In pg. 193 of Cover's Information Theory textbook, a discrete memoryless channel (DMC) is defined by the triplet $(\mathcal{X}, p(y \mid x), \mathcal{Y})$, and its nth extension is defined as the channel $\left(\mathcal{X}^n, p\left(y^n \mid x^n\right), \mathcal{Y}^n\right)$, where $$ p\left(y_k \mid x^k, y^{k-1}\right)=p\left(y_k \mid x_k\right), \quad k=1,2, \ldots, n $$
It is further defined that the channel is used without feedback if $p\left(x_k \mid x^{k-1}, y^{k-1}\right) =p\left(x_k \mid x^{k-1}\right)$.
Then, the author claims that for a DMC without feedback, the $p\left(y^n \mid x^n\right)$ distribution is reduced into the following:
$$p\left(y^n \mid x^n\right)=\prod_{i=1}^n p\left(y_i \mid x_i\right)$$
I don't get this.
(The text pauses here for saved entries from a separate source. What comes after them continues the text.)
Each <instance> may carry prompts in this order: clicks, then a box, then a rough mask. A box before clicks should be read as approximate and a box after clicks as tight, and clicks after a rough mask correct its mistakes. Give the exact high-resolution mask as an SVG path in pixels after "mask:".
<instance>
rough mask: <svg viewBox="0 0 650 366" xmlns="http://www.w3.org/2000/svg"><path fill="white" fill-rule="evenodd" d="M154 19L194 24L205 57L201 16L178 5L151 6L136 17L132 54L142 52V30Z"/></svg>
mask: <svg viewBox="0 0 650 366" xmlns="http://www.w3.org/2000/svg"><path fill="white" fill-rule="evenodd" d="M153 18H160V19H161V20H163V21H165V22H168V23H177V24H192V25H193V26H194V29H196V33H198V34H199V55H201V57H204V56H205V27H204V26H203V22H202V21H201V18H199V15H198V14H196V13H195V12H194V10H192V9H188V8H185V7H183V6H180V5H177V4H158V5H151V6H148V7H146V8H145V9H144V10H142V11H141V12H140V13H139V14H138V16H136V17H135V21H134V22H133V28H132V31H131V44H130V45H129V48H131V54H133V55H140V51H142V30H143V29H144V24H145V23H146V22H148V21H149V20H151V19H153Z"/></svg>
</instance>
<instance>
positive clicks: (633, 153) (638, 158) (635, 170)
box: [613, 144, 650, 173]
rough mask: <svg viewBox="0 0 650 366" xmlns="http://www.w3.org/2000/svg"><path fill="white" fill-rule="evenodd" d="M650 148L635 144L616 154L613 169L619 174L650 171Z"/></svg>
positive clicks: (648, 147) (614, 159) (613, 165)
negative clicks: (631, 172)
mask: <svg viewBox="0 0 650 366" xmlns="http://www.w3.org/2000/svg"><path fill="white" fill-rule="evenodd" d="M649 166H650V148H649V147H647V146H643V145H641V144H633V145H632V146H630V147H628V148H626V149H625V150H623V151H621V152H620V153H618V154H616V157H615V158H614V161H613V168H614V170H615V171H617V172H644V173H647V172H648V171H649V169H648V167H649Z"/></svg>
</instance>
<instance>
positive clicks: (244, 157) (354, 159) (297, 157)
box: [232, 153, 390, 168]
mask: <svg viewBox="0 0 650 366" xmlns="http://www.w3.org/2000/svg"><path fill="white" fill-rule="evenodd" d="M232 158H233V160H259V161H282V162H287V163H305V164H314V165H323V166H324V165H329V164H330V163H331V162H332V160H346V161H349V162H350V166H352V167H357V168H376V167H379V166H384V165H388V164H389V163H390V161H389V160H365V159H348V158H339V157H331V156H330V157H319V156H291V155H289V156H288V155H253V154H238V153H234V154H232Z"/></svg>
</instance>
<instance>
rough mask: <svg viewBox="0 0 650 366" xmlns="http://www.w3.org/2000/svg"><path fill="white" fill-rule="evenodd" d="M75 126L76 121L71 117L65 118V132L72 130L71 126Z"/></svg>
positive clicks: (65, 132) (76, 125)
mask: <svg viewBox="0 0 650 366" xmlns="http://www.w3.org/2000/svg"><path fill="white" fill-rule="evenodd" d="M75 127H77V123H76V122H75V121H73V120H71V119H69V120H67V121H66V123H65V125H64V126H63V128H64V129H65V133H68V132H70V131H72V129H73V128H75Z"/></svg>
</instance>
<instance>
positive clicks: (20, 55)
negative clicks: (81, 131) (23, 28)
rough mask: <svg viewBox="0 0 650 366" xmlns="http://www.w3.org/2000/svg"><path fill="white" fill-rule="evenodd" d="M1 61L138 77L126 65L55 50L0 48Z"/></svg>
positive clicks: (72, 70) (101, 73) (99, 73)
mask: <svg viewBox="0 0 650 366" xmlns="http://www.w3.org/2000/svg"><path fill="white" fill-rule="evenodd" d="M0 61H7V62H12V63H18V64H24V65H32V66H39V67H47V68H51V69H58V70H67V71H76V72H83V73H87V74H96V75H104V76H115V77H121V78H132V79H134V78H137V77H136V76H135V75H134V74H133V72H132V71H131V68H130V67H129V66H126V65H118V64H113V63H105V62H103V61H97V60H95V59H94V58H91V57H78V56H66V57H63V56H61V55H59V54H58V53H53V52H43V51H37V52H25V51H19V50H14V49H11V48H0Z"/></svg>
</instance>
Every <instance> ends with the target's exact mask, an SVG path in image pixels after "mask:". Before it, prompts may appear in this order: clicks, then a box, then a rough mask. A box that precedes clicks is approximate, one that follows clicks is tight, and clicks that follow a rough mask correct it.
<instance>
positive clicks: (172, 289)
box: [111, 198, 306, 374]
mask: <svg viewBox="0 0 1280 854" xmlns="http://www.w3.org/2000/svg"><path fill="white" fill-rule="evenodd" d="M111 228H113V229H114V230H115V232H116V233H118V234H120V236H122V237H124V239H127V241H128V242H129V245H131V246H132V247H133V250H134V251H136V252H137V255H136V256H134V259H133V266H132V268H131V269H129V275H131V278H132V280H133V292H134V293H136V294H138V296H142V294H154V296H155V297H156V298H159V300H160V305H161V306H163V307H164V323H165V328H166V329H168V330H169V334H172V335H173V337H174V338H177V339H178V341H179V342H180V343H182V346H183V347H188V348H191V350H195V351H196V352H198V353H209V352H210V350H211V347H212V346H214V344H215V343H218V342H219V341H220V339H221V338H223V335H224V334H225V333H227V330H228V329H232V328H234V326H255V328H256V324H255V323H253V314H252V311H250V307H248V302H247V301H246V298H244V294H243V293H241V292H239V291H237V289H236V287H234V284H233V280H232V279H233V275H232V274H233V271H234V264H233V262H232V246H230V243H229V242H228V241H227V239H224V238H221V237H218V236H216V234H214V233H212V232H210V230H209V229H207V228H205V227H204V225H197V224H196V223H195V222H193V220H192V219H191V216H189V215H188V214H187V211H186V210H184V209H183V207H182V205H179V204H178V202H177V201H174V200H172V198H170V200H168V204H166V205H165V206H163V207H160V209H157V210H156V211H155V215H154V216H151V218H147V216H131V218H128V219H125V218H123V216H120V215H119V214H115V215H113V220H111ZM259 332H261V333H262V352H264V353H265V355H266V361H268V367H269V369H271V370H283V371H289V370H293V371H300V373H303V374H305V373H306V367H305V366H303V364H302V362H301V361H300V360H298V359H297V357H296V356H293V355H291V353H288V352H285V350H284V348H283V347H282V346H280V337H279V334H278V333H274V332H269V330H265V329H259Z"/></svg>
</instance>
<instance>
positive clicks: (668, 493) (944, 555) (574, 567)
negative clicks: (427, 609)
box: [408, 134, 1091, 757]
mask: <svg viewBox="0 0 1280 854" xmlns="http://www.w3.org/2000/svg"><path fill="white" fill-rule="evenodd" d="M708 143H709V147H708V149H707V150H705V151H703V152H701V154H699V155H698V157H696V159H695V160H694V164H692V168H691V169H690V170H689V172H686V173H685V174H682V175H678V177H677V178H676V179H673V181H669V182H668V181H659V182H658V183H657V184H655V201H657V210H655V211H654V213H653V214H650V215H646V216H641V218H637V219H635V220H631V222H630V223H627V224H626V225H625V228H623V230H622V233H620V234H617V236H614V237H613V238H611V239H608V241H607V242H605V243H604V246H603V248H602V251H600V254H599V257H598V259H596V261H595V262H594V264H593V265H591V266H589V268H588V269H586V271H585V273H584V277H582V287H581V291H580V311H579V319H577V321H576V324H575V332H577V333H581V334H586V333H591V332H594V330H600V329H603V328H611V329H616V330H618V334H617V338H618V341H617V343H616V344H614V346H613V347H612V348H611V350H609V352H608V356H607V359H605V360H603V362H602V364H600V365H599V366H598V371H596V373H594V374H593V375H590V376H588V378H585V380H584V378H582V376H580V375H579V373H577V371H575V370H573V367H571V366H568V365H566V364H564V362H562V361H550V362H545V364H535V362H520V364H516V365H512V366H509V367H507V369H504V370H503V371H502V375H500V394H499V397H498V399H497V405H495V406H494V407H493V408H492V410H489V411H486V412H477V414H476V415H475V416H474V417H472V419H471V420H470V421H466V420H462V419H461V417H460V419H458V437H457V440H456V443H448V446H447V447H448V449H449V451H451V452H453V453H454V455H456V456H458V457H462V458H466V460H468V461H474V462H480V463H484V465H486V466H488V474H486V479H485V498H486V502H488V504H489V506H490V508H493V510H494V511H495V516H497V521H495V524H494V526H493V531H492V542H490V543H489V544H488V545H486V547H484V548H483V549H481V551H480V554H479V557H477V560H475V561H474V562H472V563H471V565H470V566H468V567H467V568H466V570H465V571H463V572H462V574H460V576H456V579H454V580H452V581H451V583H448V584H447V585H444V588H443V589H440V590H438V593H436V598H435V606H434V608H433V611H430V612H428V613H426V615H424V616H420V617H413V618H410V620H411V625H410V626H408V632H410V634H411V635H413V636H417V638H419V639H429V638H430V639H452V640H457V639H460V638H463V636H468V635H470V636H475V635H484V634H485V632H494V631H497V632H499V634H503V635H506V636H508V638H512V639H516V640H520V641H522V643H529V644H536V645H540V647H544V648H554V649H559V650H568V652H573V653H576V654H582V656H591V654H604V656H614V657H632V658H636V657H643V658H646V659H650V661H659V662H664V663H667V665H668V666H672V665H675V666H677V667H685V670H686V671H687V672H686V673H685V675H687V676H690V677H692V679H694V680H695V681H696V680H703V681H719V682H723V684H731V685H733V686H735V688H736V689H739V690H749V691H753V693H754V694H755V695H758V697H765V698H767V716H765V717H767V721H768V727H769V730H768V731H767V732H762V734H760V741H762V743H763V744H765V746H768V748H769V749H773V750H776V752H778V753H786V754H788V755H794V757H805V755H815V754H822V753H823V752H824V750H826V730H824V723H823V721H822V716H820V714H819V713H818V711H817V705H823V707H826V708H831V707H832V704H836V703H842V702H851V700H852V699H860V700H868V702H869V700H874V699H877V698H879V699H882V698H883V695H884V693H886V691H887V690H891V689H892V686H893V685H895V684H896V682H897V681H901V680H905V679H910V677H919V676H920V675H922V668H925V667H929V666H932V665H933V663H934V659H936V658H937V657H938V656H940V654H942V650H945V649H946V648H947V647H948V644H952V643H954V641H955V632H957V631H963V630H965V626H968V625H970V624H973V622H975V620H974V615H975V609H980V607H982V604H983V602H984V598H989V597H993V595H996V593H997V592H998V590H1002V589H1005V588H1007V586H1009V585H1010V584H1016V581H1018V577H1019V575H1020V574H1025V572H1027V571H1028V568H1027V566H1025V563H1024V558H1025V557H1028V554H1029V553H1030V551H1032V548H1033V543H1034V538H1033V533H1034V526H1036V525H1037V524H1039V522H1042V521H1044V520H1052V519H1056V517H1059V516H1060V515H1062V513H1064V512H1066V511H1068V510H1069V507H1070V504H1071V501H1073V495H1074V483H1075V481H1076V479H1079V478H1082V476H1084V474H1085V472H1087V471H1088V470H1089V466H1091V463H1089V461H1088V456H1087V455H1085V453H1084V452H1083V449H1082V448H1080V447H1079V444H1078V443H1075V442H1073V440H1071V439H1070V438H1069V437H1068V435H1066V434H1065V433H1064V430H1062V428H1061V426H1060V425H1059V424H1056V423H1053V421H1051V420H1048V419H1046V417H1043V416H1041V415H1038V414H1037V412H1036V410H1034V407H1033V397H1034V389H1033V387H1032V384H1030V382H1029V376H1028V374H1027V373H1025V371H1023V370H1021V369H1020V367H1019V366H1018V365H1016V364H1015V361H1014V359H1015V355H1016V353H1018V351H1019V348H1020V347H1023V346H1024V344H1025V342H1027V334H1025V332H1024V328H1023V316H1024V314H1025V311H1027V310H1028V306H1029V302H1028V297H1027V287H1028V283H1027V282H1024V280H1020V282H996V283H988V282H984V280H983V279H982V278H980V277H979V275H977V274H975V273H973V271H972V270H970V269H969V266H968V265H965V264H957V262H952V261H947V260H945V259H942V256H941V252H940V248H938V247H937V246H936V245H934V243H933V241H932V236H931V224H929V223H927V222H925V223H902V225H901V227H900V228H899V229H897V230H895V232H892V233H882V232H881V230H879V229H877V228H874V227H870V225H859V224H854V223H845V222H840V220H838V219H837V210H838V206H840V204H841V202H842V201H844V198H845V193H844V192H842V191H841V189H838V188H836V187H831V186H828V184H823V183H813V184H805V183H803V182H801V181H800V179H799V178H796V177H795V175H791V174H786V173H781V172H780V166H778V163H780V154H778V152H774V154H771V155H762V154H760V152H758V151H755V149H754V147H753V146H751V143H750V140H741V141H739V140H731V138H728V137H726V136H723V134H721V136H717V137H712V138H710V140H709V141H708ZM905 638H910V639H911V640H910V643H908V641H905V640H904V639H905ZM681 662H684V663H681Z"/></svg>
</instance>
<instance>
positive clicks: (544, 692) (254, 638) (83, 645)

My attempt so far is that $$p\left(y^n \mid x^n\right) = p\left(y_1 \mid x^n\right)p\left(y_2 \mid x^ny^1\right)\cdots p\left(y_n \mid x^ny^{n-1}\right)$$ which holds for any distribution via the chain rule, and if we can show that for each of the $p\left(y_k \mid x^ny^{k-1}\right)$ the following holds:
$$p\left(y_k \mid x^ny^{k-1}\right) = p\left(y_k \mid x^ky^{k-1}\right)$$
Then we can reduce the right-hand side into $p\left(y_k \mid x_k\right)$ using the definition of DMC. So, I tried to show that the above equality holds when using the without feedback condition, and have not succeeded. Am I missing something obvious?
Using the chain rule, and memorylessness, we have $$ p(y^n|x^n) = p(y_n|x^n, y^{n-1}) p(y^{n-1}|x^n) = p(y_n|x_n)p(y^{n-1}|x^n).$$
Now, $$p(y^{n-1}|x^n) = \frac{p(y^{n-1},x_n|x^{n-1})}{p(x_n|x^{n-1})} \\= \frac{p(y^{n-1}|x^{n-1}) p(x_n|x^{n-1},y^{n-1})}{p(x_n|x^{n-1})} = p(y^{n-1}|x^{n-1}),$$ where we used Bayes' rule to begin, and used the no feedback condition for the final equality. This yields $$ p(y^n|x^n) = p(y_n|x_n) p(y^{n-1}|x^{n-1}),$$ iterating which leads to the decomposition in the question.